To start, ask yourself: What rooms do you use every day? As we mentioned in our last post, these are: bathrooms, bedroom(s), kitchen. Getting these essential rooms set up will go a long way in making you feel settled in!
If you’ve done your homework, then you’ve labeled the boxes for the kitchen not only with that all important word – kitchen – but also more specifically which cabinets which boxes should be unloaded into. That way a mover or a friend or a teenager or a spouse (or even you if you’re too exhausted to think) will be able to put the appropriate items away in the appropriate location.
Take it from your NYC professional organizer: moving in, like all other parts of the process, is all about flow.
Similarly, if you do have multiple bathrooms, make sure that the boxes are labeled to indicate which bathroom they’re destined for. It doesn’t have to be complicated. Bathroom One, Bathroom Two, and Bathroom Three are perfectly good labels as are the names of specific family members. Then each bathroom should have its own sub-labels, such as Bathroom Two – Linen, Bathroom One – Cleaning Cabinet, and so forth.
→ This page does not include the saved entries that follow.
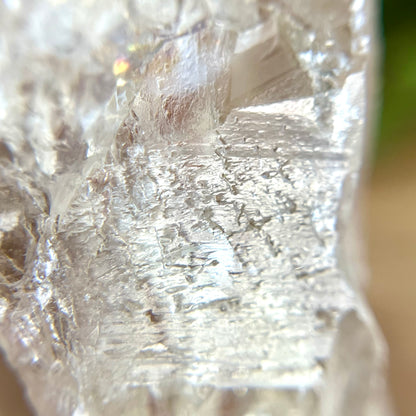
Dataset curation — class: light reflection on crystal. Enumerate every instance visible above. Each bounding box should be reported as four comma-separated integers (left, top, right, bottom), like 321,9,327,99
113,58,130,76
0,0,392,415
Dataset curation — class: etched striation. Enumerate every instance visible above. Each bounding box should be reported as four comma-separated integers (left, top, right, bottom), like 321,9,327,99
0,1,391,415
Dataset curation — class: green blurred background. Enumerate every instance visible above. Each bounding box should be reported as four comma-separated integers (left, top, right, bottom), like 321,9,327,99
367,2,416,416
377,0,416,156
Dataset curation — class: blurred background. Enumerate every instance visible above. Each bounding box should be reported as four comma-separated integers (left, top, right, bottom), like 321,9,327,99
0,0,415,414
366,0,416,415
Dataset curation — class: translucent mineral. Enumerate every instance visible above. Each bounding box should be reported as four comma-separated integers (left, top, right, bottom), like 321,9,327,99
0,0,391,415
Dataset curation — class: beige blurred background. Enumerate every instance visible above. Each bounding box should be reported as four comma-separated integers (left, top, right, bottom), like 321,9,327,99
366,141,416,416
1,0,415,415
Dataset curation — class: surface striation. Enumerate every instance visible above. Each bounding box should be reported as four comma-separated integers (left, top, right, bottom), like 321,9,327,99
0,0,391,415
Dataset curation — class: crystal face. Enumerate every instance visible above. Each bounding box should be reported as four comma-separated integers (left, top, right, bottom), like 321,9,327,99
0,1,390,415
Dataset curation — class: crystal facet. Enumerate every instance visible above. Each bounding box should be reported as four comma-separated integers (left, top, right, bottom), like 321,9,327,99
0,1,391,415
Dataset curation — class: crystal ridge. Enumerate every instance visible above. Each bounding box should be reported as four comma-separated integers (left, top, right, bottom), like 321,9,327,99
0,1,391,415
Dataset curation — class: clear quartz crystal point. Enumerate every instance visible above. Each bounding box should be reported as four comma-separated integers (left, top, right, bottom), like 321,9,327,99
0,0,391,415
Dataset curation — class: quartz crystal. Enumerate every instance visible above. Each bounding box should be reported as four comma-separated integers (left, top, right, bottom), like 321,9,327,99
0,0,391,415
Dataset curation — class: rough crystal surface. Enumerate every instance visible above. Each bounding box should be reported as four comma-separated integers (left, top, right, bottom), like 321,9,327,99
0,0,390,415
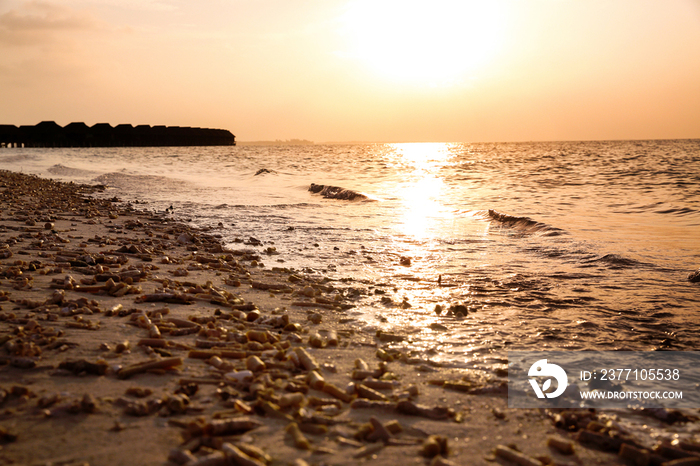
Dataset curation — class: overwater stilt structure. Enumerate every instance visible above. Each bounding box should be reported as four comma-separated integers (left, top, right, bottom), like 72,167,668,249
0,121,236,148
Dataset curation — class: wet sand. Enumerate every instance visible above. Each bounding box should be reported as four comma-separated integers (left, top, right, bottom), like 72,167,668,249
0,170,695,466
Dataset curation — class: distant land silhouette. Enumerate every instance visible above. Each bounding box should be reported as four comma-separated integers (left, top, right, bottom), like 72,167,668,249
239,139,313,146
0,121,236,147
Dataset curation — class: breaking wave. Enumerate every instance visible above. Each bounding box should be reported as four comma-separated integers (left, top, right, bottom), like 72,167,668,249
93,172,186,188
308,183,372,201
481,209,566,236
580,253,650,269
47,164,97,177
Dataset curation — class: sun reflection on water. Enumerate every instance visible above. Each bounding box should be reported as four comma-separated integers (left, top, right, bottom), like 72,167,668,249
390,142,451,168
362,142,509,367
389,143,451,240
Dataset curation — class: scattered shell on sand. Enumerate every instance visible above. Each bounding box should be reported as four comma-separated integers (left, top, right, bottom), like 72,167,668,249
0,170,666,466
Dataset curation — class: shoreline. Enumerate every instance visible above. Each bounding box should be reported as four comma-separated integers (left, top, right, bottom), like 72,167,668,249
0,169,694,466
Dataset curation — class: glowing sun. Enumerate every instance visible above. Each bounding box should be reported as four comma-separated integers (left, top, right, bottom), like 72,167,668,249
340,0,506,86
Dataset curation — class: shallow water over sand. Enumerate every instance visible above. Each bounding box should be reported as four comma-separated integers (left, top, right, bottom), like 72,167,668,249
2,140,699,367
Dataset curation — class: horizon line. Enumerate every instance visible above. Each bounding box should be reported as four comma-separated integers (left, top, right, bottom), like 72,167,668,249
238,136,700,145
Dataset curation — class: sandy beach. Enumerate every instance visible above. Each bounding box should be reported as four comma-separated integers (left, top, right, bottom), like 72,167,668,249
0,169,697,466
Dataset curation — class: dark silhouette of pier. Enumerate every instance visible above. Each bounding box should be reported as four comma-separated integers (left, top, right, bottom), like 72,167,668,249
0,121,236,148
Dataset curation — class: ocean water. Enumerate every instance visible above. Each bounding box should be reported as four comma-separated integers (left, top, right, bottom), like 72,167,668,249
1,141,699,369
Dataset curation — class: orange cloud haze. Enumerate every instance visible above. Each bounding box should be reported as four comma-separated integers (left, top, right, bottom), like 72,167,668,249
1,0,699,142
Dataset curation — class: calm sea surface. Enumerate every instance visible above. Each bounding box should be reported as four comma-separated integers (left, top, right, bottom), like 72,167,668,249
2,141,699,368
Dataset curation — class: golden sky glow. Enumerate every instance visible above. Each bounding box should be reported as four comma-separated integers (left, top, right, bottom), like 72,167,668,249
340,0,506,86
1,0,699,142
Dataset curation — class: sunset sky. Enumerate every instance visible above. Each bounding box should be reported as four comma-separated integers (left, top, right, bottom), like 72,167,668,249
1,0,699,143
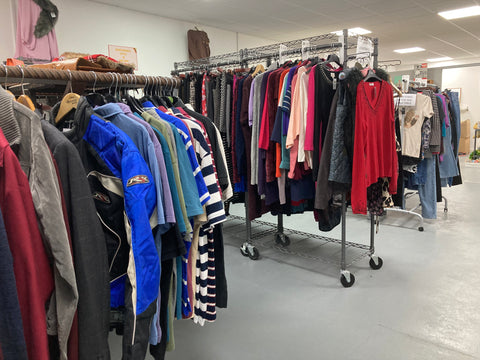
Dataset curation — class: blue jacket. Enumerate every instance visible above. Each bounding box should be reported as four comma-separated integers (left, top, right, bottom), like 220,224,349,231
84,114,160,315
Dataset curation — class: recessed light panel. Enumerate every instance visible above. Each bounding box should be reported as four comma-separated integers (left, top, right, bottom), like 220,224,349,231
394,47,426,54
331,28,371,36
438,6,480,20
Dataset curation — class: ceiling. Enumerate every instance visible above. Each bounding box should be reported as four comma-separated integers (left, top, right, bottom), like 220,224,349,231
91,0,480,69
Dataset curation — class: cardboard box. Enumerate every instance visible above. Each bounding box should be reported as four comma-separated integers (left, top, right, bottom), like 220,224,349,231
459,137,470,155
461,119,471,139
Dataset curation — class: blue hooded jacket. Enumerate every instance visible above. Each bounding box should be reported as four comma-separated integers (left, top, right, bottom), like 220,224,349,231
84,114,160,315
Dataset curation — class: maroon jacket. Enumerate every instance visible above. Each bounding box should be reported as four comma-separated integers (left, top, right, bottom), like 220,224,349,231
0,129,54,360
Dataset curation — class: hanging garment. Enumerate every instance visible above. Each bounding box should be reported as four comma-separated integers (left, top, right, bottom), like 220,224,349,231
0,86,78,360
0,207,28,360
15,0,59,61
41,120,111,360
94,103,169,234
402,93,433,158
84,113,159,360
436,94,459,179
0,128,54,360
351,80,398,214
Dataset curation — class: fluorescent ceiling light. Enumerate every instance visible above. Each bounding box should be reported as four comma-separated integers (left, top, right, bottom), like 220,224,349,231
394,47,425,54
438,6,480,20
427,57,453,62
331,28,371,36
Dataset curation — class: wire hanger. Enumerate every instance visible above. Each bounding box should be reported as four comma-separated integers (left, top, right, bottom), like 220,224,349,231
2,64,15,97
16,66,36,111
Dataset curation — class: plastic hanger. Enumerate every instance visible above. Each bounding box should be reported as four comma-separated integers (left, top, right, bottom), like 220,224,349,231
55,69,80,123
363,68,382,82
16,66,36,111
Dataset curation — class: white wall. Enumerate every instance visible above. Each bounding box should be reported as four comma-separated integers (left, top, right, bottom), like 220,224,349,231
2,0,273,76
0,0,16,63
442,66,480,152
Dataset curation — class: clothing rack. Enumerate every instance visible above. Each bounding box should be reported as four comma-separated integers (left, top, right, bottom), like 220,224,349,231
172,30,382,287
0,65,180,101
172,31,378,75
385,85,449,231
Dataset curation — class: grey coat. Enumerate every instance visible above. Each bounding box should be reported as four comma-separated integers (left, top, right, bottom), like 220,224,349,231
0,86,78,360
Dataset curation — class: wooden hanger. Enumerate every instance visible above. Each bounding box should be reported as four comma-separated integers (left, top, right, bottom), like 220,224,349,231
251,64,265,77
389,75,402,97
16,66,35,111
55,70,80,123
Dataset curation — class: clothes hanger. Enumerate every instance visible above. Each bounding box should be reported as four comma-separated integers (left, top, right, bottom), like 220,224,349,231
85,71,107,107
388,75,402,97
2,64,15,97
55,70,80,123
363,68,382,82
161,77,173,107
123,74,143,113
16,66,36,111
104,73,117,103
251,63,265,77
141,75,159,106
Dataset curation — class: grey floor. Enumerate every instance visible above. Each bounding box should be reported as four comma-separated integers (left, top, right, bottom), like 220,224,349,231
111,157,480,359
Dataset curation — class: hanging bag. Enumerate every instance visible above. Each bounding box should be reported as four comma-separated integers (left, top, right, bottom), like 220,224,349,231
188,28,210,60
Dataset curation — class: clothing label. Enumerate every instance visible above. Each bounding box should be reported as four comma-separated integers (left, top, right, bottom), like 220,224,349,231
126,175,150,187
302,40,310,61
279,44,288,64
401,75,410,93
356,36,373,67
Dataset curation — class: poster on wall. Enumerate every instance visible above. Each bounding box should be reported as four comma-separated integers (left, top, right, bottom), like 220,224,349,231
108,45,138,70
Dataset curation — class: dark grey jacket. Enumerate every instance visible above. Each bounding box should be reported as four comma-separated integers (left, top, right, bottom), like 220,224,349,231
42,120,111,360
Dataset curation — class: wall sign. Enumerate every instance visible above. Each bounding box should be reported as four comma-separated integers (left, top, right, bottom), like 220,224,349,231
108,45,138,70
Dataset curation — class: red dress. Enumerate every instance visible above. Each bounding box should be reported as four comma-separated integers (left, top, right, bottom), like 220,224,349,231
351,80,398,214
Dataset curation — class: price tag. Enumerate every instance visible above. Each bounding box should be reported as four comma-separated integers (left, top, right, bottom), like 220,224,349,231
394,93,417,107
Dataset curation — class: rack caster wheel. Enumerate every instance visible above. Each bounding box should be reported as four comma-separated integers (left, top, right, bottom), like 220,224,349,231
340,271,355,288
248,247,260,260
444,208,448,213
240,243,260,260
418,226,424,232
275,233,290,247
369,255,383,270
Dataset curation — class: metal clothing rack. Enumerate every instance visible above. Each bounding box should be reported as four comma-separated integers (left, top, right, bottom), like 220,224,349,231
172,31,379,75
172,30,381,287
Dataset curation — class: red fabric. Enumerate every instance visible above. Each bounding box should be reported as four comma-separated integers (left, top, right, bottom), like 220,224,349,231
259,69,283,183
351,80,398,214
305,65,317,152
0,129,54,360
201,74,208,116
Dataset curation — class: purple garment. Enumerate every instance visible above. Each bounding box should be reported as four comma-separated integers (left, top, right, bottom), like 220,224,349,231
248,78,256,127
15,0,59,61
117,103,175,224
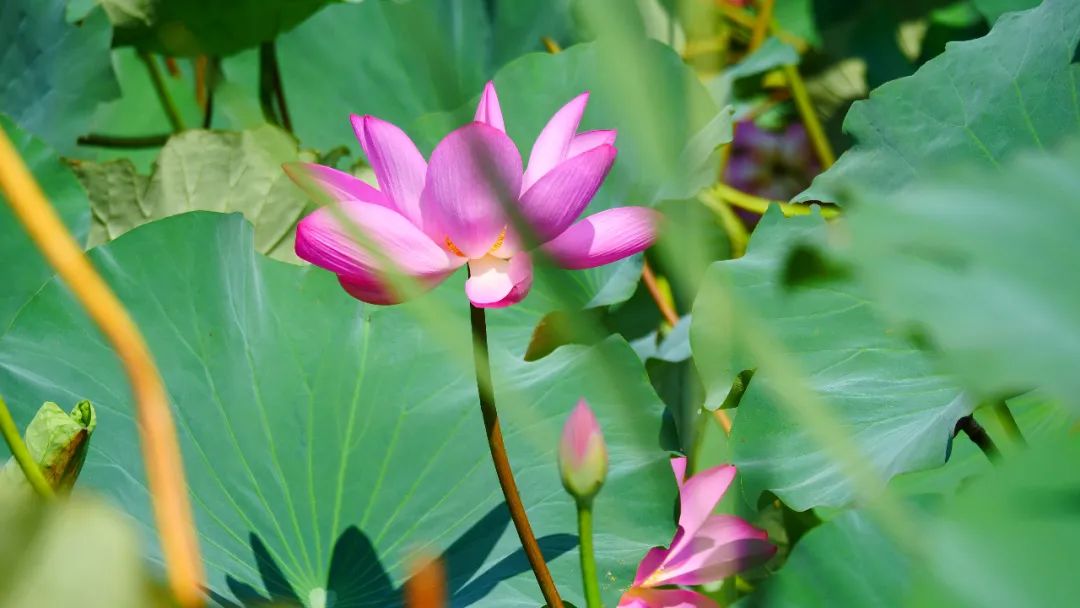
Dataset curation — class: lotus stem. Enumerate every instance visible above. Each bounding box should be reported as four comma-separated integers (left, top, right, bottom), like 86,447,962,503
469,304,563,608
259,42,293,133
992,401,1026,445
0,128,205,607
0,394,55,499
749,0,776,51
782,64,835,169
576,499,602,608
138,51,186,133
955,415,1000,462
642,261,680,327
77,133,170,148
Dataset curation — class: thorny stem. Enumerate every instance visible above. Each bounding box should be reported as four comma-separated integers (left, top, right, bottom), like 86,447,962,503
0,128,204,607
955,415,1000,462
77,134,170,149
138,51,186,133
469,304,564,608
259,42,293,133
992,401,1026,445
705,183,840,218
576,499,602,608
0,394,55,499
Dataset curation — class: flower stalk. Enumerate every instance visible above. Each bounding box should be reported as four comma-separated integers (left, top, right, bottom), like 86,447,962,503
0,128,204,607
575,499,602,608
469,304,563,607
138,50,186,133
0,394,55,500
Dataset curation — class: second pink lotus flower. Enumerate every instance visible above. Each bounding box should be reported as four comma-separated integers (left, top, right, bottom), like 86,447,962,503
286,82,659,308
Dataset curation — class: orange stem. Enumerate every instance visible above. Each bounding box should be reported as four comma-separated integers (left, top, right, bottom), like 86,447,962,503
0,129,205,606
641,261,680,327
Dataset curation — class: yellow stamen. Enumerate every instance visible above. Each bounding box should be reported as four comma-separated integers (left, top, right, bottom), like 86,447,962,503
488,226,507,254
445,236,466,257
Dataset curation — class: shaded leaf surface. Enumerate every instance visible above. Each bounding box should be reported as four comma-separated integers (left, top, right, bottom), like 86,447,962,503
0,0,120,153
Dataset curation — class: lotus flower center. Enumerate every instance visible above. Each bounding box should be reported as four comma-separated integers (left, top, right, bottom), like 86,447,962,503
445,226,508,259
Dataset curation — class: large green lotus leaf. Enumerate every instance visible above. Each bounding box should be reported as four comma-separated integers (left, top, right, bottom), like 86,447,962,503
72,126,312,263
691,207,969,510
100,0,329,57
745,510,908,607
0,0,120,154
0,116,90,330
846,142,1080,414
0,212,675,607
276,0,578,156
0,495,167,608
799,0,1080,203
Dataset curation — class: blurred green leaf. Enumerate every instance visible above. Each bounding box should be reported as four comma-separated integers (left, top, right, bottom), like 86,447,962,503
0,496,166,607
800,0,1080,203
1,401,96,494
0,116,90,330
972,0,1041,22
0,212,676,607
101,0,330,56
911,436,1080,607
846,141,1080,414
72,126,312,263
0,0,120,153
691,207,970,509
705,37,799,109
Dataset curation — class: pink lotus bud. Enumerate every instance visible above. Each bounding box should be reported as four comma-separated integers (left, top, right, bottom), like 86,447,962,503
559,399,608,500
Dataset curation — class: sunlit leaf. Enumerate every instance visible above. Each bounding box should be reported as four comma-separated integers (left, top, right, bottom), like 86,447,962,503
0,212,675,607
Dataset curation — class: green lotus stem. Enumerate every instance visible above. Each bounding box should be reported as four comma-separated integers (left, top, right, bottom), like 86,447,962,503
138,51,186,133
259,41,293,133
992,401,1026,445
782,63,835,169
576,499,602,608
469,304,564,607
0,394,55,499
77,133,170,148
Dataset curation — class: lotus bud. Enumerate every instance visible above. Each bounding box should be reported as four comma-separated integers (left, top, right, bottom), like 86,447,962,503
559,399,607,502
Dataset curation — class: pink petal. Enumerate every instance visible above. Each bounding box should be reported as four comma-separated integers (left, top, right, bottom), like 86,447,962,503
568,129,617,159
294,202,460,302
649,515,775,586
481,253,533,308
542,207,659,269
670,456,688,489
420,122,523,258
518,144,616,244
283,162,390,208
632,546,670,586
351,114,429,229
465,253,532,308
665,465,736,558
523,92,589,191
618,588,720,608
474,81,506,133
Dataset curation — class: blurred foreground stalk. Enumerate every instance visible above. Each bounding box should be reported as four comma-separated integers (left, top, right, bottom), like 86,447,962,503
470,305,563,607
0,129,205,606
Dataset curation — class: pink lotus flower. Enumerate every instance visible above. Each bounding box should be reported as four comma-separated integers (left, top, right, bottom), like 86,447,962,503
559,399,607,500
285,82,658,308
618,457,775,608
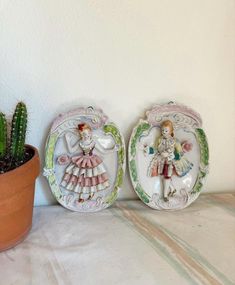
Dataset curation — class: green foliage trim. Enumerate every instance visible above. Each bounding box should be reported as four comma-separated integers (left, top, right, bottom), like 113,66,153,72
129,159,137,182
129,121,151,203
45,132,62,200
45,133,57,169
195,128,209,166
130,122,150,157
103,123,125,205
191,128,209,194
135,184,150,204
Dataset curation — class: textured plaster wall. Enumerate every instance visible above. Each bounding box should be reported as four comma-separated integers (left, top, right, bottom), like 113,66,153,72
0,0,234,205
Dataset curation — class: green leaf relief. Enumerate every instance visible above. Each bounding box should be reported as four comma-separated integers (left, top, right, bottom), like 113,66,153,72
104,123,125,205
46,133,58,169
136,184,150,203
131,122,150,157
196,128,209,166
130,159,137,182
191,129,209,194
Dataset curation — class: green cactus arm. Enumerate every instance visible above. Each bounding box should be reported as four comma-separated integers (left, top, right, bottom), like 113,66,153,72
0,112,7,159
10,102,28,162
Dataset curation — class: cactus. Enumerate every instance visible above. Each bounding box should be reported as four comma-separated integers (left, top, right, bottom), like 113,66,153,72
0,102,29,173
0,113,7,159
10,102,27,162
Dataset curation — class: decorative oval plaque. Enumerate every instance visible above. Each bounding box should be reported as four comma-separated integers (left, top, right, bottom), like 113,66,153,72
128,102,209,210
44,106,125,212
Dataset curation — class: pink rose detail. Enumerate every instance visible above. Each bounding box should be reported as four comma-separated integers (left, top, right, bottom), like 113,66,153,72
182,141,193,152
57,154,70,165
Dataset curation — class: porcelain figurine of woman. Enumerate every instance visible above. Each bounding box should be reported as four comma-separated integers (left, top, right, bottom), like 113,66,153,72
146,120,193,202
58,123,114,203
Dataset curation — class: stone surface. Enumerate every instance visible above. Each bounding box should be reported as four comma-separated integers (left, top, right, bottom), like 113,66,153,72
0,193,234,285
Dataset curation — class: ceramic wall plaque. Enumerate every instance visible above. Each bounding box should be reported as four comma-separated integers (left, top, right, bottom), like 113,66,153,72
128,102,209,210
44,106,125,212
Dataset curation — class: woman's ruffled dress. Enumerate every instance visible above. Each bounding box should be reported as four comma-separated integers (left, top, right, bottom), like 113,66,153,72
61,140,109,198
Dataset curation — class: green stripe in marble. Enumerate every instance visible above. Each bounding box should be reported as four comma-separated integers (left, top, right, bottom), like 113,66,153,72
115,201,227,285
159,225,235,285
203,194,235,217
111,206,199,285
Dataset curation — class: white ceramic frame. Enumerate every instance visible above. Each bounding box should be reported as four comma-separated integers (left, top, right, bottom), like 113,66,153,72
128,102,209,210
44,106,126,212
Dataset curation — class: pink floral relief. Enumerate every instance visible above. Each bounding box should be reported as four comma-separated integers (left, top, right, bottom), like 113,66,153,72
182,141,193,153
57,154,71,165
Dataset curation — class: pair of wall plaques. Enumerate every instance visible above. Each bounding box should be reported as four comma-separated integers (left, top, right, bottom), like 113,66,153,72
44,102,209,212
Did you use some masking tape to label all the cabinets in each room before the move? Not yet? No problem, just make sure it happens before the unpacking begins! You will not create too much information or too many labels. This is one of my best home organizing tips: label, label, label.
By using a complete, yet simple labeling system, and focusing on the must rooms on Day One of the move-in, you will be able to have a successful day, one that sets you up for Task Two.
This is the day that you start unpacking the rooms that are, while still important, less immediately necessary than those you tackled on Day One. The Day Two rooms may include:
- Play room
- Family room
- Living room
- Home office
Again, you will have done yourself a favor to have pre-labeled the storage parts of these rooms with the names of the boxes that will be unloaded into them. For instance: Jerry-desk-file-drawer. Using a labeler for this purpose isn’t a bad idea, but masking tape and a marker will do just as well and may even be faster. Remember, you can also simply number all of the boxes and have a master list detailing which boxes correspond to which rooms. Your labeling system should be the one that makes the most sense to you.
The end of Task Two can feel great, as quality-of-life spaces are starting to take shape around you, and life starts taking on a semblance of normalcy.
Your movers (even if they were your friends) will have put a certain number of your belongings into storage spaces. These may include: an attic, a basement, or spare room. Wherever your “cold storage” actually is, make sure that such things as holiday items or china are made most accessible. You’re not going to want to move heavy items, in the way of things you’ll need to get to quickly. This is one of those home organizing tips that applies to everyone, not just those in the midst of a move!
As an NYC professional organizer who has overseen dozens of moves, I will say one last time: It’s all about flow. Get a plan, make those labels, and then be the professional mover that we all have inside of us. Executing a move, particularly the setting up phase, well is just enormously rewarding. Good luck!